Je poursuis mon ouvrage. Maman ne bouge plus du tout. Ses paupières sont fermées. Un joli bleu recouvre ses joues, ses lèvres. Encore quelques instants et son visage se teintera du bleu dense, couleur du manteau de Marie et des rouleaux de la mer du Nord. Je suis presque seule. Ma liberté ne tient plus qu’à quelques veines rouges à sectionner.
Au bout d’une dizaine de minutes, mon travail est terminé. Ma mère est morte. L’enfant est libre. Et je n’aspire plus moi aussi qu’à la liberté. L’envie de courir chez mamie m’enivre aussi fort que les bières que maman buvait. L’enfant vagit de colère. Cette toute petite fille a froid, a faim. Ces sensations, je les connais par cœur, petite sœur. Elles ne me quittent que durant les deux mois d’été. Tu t’apprêtes à devenir une nouvelle moi. Une enfant crucifiée sur l’autel de l’indifférence de ce monde débile et mortifère. Que veux-tu, petit être ? Que je te nourrisse ? Que je te soigne ? Que je te borde ? Crois-tu que je t’emmènerai dans mon lointain ici ? Penses-tu que je vais vouloir partager mon petit coin de paradis alors que j’ai vécu dans cet enfer pendant huit ans ? Que les liens du sang suffisent à m’arracher un tel sacrifice ? Il y a à peine de la place pour moi. Alors toi, qui n’es rien, tu vas le rester. Je t’attrape par un pied, le plus pâle, le plus propre. Je te dépose dans le lavabo et fais couler l’eau tiède. Inutile de te faire souffrir. Je t’offre le ciel en douceur. Lorsque la cuve est pleine, j’arrête le jet. D’une pression presque légère, je plonge ton crâne sous l’eau. Les pleurs cessent. Tes mains se secouent, comme des marionnettes. Un instant, je doute. J’aurais peut-être pu jouer avec toi. Sous l’eau, tu ressembles à une jolie poupée. Mais tu éclabousses ma tenue de sport. Et je ne veux plus de tâche. J’enfonce ta tête un peu plus profondément. J’observe les bulles qui s’échappent et disparaissent à la surface. Le liquide redevient calme et limpide. Je regarde un moment ce corps inerte qui flotte dans la vasque blanche exiguë. Je prends le sac plastique qui nous sert de poubelle et j’engouffre ton corps de nourrisson dedans. Je pense aux coups et aux insultes que tu aurais dû endurer s’il avait vécu. Crois-moi, je te fais un sacré cadeau ! Je descends les escaliers. Au moment de jeter le corps dans les poubelles du bas de l’immeuble, je me ravise. Ma sœur ne mériterait-elle pas une tombe ? Si les voisins la découvraient, comprendraient –ils mon geste ? Pourraient-ils me condamner à rester avec eux ?
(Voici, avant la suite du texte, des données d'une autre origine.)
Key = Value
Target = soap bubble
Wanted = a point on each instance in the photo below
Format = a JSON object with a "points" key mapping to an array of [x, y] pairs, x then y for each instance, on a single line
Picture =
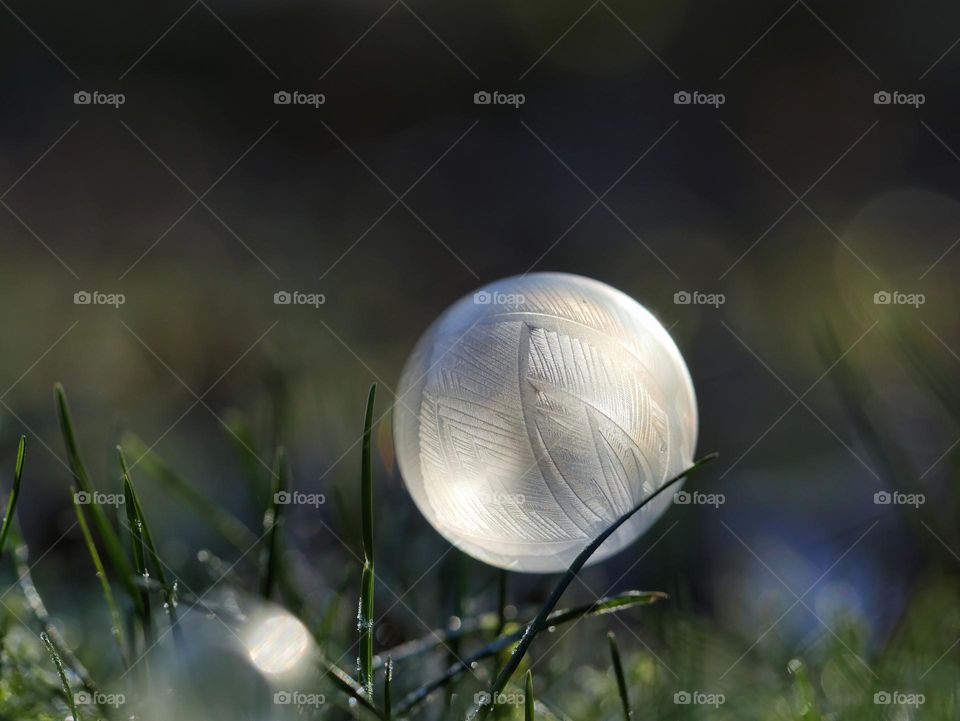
{"points": [[535, 412]]}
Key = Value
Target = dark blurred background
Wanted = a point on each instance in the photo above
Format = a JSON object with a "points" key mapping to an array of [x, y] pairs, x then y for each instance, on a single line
{"points": [[301, 198]]}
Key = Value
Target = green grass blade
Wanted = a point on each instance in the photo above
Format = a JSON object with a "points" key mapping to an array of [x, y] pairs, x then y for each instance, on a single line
{"points": [[108, 535], [270, 563], [38, 610], [365, 615], [528, 698], [67, 691], [240, 437], [152, 557], [501, 601], [618, 671], [347, 685], [228, 526], [116, 623], [135, 526], [614, 604], [538, 623], [387, 683], [14, 494]]}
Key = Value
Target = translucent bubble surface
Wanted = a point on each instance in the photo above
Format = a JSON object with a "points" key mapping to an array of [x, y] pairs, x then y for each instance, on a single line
{"points": [[535, 412]]}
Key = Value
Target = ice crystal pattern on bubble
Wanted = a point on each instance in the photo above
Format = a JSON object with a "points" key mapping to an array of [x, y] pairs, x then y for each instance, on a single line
{"points": [[537, 411]]}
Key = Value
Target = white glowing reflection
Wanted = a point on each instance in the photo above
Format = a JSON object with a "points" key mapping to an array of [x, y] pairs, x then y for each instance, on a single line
{"points": [[277, 644]]}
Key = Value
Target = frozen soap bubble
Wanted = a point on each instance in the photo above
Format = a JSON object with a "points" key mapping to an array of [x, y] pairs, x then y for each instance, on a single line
{"points": [[535, 412]]}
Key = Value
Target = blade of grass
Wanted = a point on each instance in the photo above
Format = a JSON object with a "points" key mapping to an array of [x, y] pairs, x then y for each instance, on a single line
{"points": [[613, 604], [116, 624], [528, 698], [621, 681], [14, 493], [501, 601], [135, 527], [387, 682], [228, 526], [270, 560], [341, 679], [67, 692], [108, 535], [488, 622], [365, 614], [482, 710], [240, 437], [151, 557]]}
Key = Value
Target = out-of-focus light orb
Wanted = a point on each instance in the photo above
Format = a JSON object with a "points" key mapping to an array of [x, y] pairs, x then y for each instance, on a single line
{"points": [[277, 644], [535, 412]]}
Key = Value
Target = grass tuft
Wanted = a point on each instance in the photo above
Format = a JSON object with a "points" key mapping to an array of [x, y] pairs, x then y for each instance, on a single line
{"points": [[116, 624], [528, 703], [108, 535], [483, 709], [621, 681], [14, 494], [61, 672], [365, 612], [271, 526]]}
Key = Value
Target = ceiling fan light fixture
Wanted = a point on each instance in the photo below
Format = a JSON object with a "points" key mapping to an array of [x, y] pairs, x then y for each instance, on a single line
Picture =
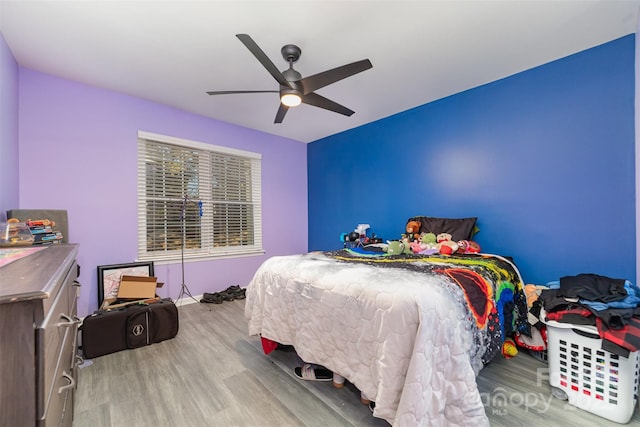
{"points": [[290, 97]]}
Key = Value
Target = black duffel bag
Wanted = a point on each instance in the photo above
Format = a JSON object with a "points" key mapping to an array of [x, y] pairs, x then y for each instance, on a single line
{"points": [[111, 330]]}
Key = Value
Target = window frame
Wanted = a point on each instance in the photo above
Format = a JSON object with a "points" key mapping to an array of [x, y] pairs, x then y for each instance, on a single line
{"points": [[206, 232]]}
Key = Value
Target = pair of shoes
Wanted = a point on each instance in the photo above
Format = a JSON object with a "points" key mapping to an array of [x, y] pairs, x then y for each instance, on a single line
{"points": [[212, 298], [309, 372], [234, 292], [230, 294]]}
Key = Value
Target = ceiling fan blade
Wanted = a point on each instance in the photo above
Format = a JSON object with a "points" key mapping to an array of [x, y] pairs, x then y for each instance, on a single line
{"points": [[282, 110], [230, 92], [322, 102], [263, 58], [325, 78]]}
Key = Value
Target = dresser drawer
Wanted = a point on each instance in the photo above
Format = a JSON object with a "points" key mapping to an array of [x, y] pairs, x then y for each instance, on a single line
{"points": [[63, 382], [55, 341]]}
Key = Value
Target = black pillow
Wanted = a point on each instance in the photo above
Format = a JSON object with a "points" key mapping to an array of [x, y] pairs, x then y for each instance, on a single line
{"points": [[459, 228]]}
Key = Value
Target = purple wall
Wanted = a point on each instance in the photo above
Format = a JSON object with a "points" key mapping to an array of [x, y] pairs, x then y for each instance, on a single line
{"points": [[78, 151], [8, 129]]}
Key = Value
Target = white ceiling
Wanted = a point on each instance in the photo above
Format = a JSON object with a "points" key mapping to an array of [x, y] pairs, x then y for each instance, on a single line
{"points": [[172, 52]]}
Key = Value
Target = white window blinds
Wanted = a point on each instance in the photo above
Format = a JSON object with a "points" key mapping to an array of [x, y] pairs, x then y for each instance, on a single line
{"points": [[200, 198]]}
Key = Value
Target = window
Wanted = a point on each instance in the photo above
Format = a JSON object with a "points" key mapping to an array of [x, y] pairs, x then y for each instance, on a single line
{"points": [[197, 200]]}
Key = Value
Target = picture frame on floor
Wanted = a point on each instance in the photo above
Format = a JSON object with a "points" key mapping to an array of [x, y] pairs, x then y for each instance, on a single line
{"points": [[109, 278]]}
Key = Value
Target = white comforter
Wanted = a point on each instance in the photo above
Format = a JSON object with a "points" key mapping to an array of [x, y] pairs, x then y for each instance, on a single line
{"points": [[400, 336]]}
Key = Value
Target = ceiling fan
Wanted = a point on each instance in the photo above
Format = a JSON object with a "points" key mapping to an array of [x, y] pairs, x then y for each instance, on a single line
{"points": [[293, 88]]}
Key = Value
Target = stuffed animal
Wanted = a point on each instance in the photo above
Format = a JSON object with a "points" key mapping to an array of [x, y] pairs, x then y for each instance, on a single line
{"points": [[395, 247], [445, 245], [468, 247], [426, 246], [413, 230]]}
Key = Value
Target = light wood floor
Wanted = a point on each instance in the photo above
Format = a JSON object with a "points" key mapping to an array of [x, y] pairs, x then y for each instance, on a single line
{"points": [[214, 374]]}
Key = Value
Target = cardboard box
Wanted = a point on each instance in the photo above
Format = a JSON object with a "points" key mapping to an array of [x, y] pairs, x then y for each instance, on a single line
{"points": [[137, 287]]}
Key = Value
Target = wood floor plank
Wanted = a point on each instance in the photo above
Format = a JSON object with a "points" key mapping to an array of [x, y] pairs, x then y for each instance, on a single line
{"points": [[214, 374]]}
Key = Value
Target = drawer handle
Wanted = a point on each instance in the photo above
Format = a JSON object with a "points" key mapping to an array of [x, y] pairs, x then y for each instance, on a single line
{"points": [[72, 382], [67, 321]]}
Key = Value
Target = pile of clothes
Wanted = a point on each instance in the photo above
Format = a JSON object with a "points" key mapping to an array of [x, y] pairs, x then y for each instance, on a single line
{"points": [[611, 305]]}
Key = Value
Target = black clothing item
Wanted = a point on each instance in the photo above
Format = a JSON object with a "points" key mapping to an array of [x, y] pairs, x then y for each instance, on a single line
{"points": [[593, 287]]}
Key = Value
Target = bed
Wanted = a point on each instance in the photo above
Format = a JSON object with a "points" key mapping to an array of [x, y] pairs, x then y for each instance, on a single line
{"points": [[411, 331]]}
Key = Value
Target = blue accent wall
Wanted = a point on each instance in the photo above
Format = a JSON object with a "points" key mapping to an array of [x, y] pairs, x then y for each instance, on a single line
{"points": [[543, 158]]}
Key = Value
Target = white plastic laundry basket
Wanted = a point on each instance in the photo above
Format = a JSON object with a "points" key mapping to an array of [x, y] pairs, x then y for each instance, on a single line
{"points": [[595, 380]]}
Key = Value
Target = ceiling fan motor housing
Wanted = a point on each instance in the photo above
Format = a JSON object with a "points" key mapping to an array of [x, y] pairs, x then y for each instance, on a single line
{"points": [[290, 52]]}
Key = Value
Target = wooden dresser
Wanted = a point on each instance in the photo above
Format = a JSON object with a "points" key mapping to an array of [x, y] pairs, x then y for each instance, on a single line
{"points": [[38, 333]]}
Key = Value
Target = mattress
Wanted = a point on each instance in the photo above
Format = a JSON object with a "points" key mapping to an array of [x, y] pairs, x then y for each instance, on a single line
{"points": [[411, 332]]}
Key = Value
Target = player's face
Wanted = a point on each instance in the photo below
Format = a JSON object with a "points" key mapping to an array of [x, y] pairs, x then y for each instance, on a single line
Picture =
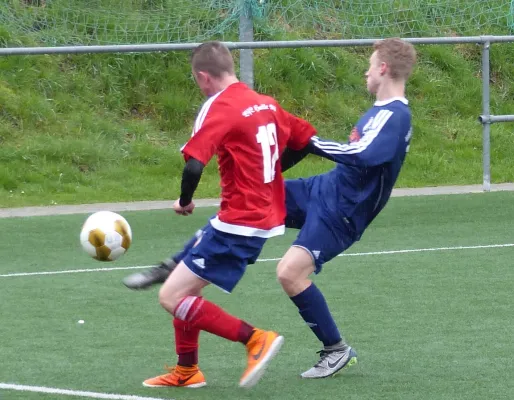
{"points": [[375, 73]]}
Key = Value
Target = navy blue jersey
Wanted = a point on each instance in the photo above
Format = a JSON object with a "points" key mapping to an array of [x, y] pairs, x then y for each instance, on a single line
{"points": [[368, 165]]}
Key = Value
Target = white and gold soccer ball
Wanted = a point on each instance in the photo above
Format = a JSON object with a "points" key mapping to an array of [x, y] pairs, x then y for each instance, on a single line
{"points": [[106, 236]]}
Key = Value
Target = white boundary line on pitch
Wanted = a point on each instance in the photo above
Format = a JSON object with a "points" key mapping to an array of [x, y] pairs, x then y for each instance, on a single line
{"points": [[76, 393], [372, 253]]}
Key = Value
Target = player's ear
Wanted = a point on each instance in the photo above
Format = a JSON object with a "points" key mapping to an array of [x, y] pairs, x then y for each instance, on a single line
{"points": [[203, 76], [383, 68]]}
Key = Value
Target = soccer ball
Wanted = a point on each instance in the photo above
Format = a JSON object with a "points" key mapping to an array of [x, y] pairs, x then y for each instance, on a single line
{"points": [[105, 236]]}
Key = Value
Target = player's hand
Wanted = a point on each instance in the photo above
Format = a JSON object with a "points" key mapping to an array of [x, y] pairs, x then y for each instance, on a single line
{"points": [[183, 210]]}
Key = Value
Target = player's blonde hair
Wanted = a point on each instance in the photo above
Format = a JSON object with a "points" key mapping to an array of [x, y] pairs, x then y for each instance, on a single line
{"points": [[399, 55], [214, 58]]}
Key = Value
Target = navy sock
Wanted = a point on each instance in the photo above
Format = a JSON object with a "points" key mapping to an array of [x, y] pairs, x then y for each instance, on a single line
{"points": [[188, 246], [314, 310]]}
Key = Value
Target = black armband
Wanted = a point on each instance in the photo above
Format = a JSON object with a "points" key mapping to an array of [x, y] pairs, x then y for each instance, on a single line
{"points": [[190, 179]]}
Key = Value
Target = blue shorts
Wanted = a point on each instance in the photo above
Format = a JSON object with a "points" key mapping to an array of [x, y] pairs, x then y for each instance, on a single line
{"points": [[324, 233], [221, 258]]}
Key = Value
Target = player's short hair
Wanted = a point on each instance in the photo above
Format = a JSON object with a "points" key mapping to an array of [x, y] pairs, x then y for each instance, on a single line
{"points": [[399, 55], [214, 58]]}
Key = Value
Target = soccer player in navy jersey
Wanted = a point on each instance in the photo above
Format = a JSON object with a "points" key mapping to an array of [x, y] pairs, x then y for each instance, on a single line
{"points": [[333, 210], [248, 132]]}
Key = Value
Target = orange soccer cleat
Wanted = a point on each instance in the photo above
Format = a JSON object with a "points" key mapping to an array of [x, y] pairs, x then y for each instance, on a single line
{"points": [[178, 376], [261, 348]]}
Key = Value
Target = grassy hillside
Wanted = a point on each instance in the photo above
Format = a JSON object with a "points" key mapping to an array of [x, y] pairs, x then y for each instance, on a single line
{"points": [[94, 128]]}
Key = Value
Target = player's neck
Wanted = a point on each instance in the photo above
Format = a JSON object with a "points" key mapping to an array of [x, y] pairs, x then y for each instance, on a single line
{"points": [[389, 90], [224, 83]]}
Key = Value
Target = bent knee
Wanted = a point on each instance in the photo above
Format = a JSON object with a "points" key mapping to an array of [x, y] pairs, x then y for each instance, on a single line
{"points": [[168, 301], [286, 274]]}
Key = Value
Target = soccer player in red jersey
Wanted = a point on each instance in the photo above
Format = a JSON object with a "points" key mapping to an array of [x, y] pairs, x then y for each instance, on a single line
{"points": [[248, 132]]}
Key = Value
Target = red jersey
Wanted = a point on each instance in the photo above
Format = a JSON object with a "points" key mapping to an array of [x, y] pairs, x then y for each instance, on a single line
{"points": [[248, 132]]}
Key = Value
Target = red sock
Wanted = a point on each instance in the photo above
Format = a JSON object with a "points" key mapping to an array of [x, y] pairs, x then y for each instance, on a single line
{"points": [[186, 343], [206, 316]]}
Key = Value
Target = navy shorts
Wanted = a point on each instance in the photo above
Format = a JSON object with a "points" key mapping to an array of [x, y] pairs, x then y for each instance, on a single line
{"points": [[221, 258], [324, 233]]}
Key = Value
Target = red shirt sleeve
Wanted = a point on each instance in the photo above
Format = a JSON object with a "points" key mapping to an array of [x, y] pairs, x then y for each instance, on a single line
{"points": [[211, 127], [301, 132]]}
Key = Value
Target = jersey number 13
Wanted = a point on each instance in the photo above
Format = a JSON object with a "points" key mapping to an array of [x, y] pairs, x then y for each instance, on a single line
{"points": [[267, 137]]}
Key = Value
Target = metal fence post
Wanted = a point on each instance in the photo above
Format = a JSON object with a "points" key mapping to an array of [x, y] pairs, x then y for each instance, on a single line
{"points": [[486, 124], [246, 35]]}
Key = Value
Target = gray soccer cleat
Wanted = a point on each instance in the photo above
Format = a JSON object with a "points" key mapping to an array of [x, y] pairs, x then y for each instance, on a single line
{"points": [[150, 277], [331, 362]]}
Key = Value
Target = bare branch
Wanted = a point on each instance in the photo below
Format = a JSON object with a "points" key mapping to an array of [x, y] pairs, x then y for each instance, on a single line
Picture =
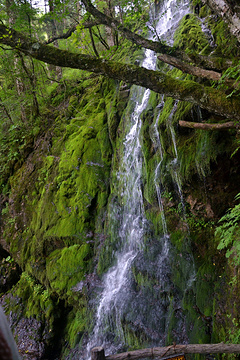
{"points": [[189, 69], [86, 25]]}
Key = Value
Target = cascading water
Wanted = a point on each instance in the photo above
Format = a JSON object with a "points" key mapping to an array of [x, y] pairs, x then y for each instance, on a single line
{"points": [[119, 302]]}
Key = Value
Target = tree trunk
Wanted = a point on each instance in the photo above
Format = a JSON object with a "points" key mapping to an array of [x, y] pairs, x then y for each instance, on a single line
{"points": [[204, 126], [208, 98], [223, 9], [97, 353]]}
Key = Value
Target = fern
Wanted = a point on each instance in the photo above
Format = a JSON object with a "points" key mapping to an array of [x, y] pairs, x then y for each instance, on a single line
{"points": [[229, 232]]}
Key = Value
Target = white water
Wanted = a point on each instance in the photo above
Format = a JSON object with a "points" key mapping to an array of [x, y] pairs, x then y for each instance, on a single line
{"points": [[132, 225]]}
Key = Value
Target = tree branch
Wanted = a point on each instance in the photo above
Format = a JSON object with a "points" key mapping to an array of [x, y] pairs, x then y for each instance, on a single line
{"points": [[189, 69], [86, 25], [157, 46]]}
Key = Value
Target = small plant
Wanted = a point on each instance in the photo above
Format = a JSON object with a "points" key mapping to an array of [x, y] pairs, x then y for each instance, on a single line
{"points": [[229, 232]]}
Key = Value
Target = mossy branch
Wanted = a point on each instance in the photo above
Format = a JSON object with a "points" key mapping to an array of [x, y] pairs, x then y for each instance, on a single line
{"points": [[205, 126], [208, 98]]}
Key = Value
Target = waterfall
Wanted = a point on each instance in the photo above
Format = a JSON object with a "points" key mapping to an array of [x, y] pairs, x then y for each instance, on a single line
{"points": [[118, 299]]}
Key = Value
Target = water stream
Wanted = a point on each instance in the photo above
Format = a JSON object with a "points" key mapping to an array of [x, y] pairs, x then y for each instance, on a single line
{"points": [[119, 302]]}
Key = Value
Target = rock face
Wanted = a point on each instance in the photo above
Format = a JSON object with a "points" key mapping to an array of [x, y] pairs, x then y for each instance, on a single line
{"points": [[56, 233]]}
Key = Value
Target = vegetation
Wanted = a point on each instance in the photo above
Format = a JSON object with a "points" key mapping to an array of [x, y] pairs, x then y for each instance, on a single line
{"points": [[65, 79]]}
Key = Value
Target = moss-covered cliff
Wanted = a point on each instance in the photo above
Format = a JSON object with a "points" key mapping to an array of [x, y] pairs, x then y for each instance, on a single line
{"points": [[56, 233]]}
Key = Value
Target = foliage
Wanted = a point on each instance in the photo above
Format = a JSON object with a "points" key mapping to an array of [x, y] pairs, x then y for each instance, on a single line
{"points": [[229, 232], [37, 299], [232, 74]]}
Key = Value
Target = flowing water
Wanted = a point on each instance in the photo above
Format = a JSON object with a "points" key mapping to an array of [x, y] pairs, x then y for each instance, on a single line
{"points": [[120, 303]]}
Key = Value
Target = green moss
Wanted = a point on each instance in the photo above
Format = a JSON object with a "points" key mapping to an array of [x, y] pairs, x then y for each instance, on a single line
{"points": [[66, 267], [38, 301]]}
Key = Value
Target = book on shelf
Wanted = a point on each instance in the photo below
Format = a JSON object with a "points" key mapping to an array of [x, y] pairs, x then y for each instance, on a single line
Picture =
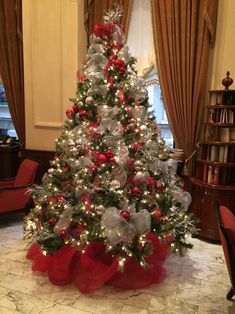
{"points": [[221, 153], [230, 116], [216, 176], [224, 135], [211, 116], [214, 156], [232, 134], [225, 153], [210, 178]]}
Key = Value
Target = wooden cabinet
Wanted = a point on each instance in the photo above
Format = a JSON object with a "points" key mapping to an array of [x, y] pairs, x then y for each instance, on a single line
{"points": [[214, 179]]}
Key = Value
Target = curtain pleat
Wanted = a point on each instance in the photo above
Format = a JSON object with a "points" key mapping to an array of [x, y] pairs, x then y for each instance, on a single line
{"points": [[183, 30], [11, 62]]}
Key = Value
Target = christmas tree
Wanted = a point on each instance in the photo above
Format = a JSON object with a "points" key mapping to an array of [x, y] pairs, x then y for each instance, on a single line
{"points": [[112, 186]]}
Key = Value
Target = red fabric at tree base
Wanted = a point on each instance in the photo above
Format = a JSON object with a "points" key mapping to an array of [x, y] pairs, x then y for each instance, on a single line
{"points": [[95, 267]]}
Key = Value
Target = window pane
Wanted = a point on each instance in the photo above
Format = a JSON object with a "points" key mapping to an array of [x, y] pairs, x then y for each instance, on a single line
{"points": [[6, 125], [156, 101]]}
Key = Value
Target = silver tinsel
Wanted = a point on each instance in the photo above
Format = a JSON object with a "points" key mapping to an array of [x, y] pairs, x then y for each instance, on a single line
{"points": [[117, 229]]}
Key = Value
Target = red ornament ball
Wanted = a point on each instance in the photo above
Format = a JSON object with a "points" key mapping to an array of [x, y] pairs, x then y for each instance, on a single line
{"points": [[135, 191], [52, 221], [83, 114], [101, 159], [112, 160], [169, 238], [69, 113], [136, 145], [125, 214], [93, 167], [76, 108], [122, 70], [118, 63], [109, 153], [150, 181], [63, 233], [159, 186], [157, 215]]}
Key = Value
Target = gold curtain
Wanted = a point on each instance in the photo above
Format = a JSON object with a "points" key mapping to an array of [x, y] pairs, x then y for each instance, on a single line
{"points": [[183, 30], [95, 9], [11, 62]]}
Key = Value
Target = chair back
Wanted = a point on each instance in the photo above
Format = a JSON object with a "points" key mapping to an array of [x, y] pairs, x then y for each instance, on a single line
{"points": [[227, 235], [27, 172]]}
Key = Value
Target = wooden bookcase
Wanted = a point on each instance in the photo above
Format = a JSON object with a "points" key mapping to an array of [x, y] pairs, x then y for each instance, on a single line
{"points": [[214, 179]]}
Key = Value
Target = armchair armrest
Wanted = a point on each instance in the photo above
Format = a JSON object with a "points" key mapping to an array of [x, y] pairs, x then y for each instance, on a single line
{"points": [[7, 182], [12, 188]]}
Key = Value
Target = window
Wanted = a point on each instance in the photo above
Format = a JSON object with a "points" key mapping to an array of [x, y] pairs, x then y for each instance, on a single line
{"points": [[141, 28], [6, 125], [156, 101]]}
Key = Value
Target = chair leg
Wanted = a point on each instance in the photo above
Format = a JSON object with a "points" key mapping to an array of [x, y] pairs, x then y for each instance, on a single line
{"points": [[230, 294]]}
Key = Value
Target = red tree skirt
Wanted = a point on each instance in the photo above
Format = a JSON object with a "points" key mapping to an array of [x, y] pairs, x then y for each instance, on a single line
{"points": [[95, 267]]}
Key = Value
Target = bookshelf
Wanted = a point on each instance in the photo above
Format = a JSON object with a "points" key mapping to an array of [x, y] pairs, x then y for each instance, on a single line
{"points": [[214, 178]]}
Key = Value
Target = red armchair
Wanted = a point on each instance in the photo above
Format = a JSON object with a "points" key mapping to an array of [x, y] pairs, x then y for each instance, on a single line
{"points": [[14, 194], [227, 235]]}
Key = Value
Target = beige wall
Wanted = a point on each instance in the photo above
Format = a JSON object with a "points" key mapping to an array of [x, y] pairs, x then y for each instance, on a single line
{"points": [[223, 57], [54, 47]]}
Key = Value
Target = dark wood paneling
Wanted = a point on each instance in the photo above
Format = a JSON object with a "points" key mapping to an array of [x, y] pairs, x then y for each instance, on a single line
{"points": [[43, 157]]}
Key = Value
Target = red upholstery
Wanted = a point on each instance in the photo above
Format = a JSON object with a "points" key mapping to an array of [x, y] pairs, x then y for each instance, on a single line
{"points": [[14, 194], [227, 236]]}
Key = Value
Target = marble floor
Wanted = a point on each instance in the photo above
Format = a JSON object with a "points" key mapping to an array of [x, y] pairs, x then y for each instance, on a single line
{"points": [[195, 283]]}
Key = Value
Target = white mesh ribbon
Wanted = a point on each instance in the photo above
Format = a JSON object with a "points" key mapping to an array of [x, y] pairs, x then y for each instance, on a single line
{"points": [[65, 219], [140, 113], [117, 229], [124, 54], [110, 126], [182, 197]]}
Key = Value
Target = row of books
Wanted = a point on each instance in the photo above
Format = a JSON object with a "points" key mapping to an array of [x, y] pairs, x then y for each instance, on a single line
{"points": [[222, 134], [211, 175], [218, 175], [221, 116], [217, 153]]}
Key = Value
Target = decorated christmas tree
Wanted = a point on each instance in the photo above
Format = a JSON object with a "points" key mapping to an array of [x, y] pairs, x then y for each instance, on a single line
{"points": [[111, 205]]}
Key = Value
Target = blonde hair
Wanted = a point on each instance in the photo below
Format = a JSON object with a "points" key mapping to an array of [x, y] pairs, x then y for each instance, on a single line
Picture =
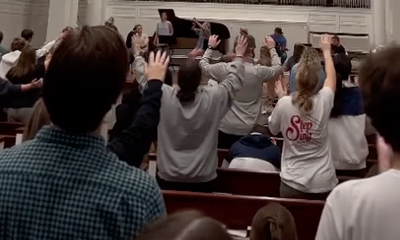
{"points": [[39, 118], [306, 80]]}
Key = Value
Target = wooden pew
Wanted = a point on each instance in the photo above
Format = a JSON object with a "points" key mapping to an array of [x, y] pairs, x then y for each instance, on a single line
{"points": [[9, 128], [237, 212], [7, 141], [242, 182]]}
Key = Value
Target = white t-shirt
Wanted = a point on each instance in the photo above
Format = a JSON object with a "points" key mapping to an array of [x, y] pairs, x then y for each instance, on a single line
{"points": [[253, 164], [306, 159], [163, 28], [348, 142], [366, 209]]}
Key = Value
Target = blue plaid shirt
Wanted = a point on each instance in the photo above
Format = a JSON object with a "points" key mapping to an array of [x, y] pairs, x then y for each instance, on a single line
{"points": [[63, 186]]}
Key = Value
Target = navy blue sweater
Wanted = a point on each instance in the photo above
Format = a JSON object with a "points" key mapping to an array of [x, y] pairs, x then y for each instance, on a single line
{"points": [[256, 146], [135, 141]]}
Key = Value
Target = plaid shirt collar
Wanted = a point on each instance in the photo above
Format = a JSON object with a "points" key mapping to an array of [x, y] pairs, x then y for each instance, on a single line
{"points": [[56, 135]]}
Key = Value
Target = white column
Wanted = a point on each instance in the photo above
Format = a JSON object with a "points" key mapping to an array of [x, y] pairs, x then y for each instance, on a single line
{"points": [[62, 13], [95, 12], [379, 22]]}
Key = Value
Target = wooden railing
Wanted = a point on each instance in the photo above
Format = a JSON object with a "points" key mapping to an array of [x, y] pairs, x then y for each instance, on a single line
{"points": [[315, 3]]}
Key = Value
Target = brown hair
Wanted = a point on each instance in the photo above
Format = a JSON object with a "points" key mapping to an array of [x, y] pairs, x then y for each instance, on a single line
{"points": [[25, 65], [185, 226], [18, 44], [379, 83], [189, 77], [306, 80], [273, 222], [39, 118], [96, 60]]}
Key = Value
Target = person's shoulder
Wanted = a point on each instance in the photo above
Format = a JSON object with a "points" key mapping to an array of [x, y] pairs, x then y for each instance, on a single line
{"points": [[133, 181]]}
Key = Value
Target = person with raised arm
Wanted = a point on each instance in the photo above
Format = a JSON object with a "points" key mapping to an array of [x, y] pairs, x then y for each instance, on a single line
{"points": [[203, 31], [368, 208], [245, 110], [302, 118], [189, 119]]}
Je poursuis mon chemin en direction de la décharge municipale située le long de la voie ferrée. Accrochée à ma main, le sac se balance. Ma sœur est presque vivante. Elle revit et espère me suivre jusqu’à la gare et rencontrer mamie. Je ne suis pas sûre de la garder avec moi. Je vois passer le train de 19 : 13 qui nous aurait emmené directement à Lille. J’en prendrai un autre. Peut-être plus tard. Lorsque tu ne seras plus là.